With more work, this package would permit reliable identification of all the families of British Hemiptera, via standard morphological and ecological characters. At this stage, it carries preliminary but hopefully workable descriptions of all the families currently recognised as ‘British’, except that the Aphidoidea and Coccidoidea are temporarily represented by outdated, sensu lato versions of the Aphididae and Coccididae. The families are extensively illustrated, Curtis’s plates being supplemented by scans from Edwards (1896, Homoptera) and Southwood and Leston (1959, Hemiptera) . Family descriptions were compiled, in the first instance, from the detailed taxonomic descriptions and keys provided by Woodward et al. (in Britton et al. 1970) and Imms (1957); then checked and extended with reference to Unwin’s excellent AIDGAP key (2001), and further improved via Dolling’s (1991) account. The latter presents detailed information on nymphs, which needs to be incorporated; and a continuing operation involves gathering descriptive data from the classic Southwood and Leston treatment of British land and water bugs, which has never been updated or superseded and is sadly out of print.

The nomenclature was initially aligned with the original checklist of Kloet and Hincks (1945), after which the rather numerous names not listed by them were nearly all tracked down with resort to the Second Edition of that work (Southwood et al. 1964). A few names not located are indicated by quotation marks in the Intkey displays of descriptions and images, and the plates involved are presented under the pseudo-taxon ‘Unidentified Images’.

Curtis’s plates are cited in the Intkey displays of taxon images, and for at least one example in each family, as well as for all the genera and species originally described and illustrated by him in British Entomology, these are accompanied by scans of his text. As well as legends for the illustrations and formal taxonomic descriptions, the latter offer numerous examples of his entertaining, informative and elegantly expressed notes on sources of specimens, morphological interpretations, classificatory methodology, general biology, etc.
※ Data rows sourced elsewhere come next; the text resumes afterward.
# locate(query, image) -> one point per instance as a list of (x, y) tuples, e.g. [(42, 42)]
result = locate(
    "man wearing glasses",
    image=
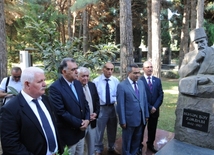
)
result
[(106, 87), (71, 107), (12, 81)]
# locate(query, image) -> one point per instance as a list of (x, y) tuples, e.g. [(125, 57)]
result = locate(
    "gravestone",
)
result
[(195, 106), (195, 121)]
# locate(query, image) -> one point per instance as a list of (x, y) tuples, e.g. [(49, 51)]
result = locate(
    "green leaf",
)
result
[(13, 90)]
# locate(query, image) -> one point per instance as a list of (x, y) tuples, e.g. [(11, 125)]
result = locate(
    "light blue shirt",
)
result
[(100, 83)]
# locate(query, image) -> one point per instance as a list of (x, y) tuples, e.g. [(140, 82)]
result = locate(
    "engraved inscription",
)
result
[(196, 120)]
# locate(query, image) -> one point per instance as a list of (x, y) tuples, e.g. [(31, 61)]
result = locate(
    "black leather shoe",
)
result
[(113, 152), (139, 152), (151, 148)]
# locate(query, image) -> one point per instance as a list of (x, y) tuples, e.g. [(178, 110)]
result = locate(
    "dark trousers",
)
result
[(152, 126)]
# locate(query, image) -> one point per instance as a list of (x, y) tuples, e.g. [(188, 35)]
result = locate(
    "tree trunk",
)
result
[(184, 32), (73, 23), (193, 15), (156, 47), (200, 14), (69, 20), (85, 30), (126, 37), (3, 49), (149, 52), (193, 20)]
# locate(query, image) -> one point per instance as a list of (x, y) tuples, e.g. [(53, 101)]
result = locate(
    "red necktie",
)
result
[(150, 83)]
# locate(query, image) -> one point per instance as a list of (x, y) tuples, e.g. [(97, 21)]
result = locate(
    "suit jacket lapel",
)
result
[(131, 88), (68, 90), (29, 113), (146, 84)]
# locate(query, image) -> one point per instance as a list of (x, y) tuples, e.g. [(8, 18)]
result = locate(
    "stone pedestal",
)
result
[(195, 121)]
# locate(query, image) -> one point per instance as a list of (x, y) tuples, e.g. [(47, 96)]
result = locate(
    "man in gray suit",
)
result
[(132, 108)]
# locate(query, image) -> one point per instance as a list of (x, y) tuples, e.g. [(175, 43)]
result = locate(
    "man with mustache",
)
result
[(27, 120), (197, 65)]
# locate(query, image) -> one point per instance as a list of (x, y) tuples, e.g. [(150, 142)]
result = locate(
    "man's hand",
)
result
[(123, 126), (93, 116), (153, 110), (84, 125), (200, 56), (9, 95)]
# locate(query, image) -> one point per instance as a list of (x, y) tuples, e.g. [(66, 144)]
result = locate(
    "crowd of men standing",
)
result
[(77, 111)]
We recommend (for example) the erudite exposition on the ‘affinities’ of Gampsocoris (Berytidae), invoking comparative morphology and ecology; and the delicious description of the Bed-bug, with alarming advice on how to control it.

Family assignments of all the insects illustrated have been checked at family level, in effect with reference to the family descriptions in the cited works, by ‘identifying’ the illustrations using the Intkey package. While it has thus been ascertained that the illustrations conform reasonably well with the family assignments, checking on the generic and specific identities of the insects depicted has so far been fairly superficial. Persons wishing to use the pictures for their own, critical purposes should take the necessary precautions for themselves.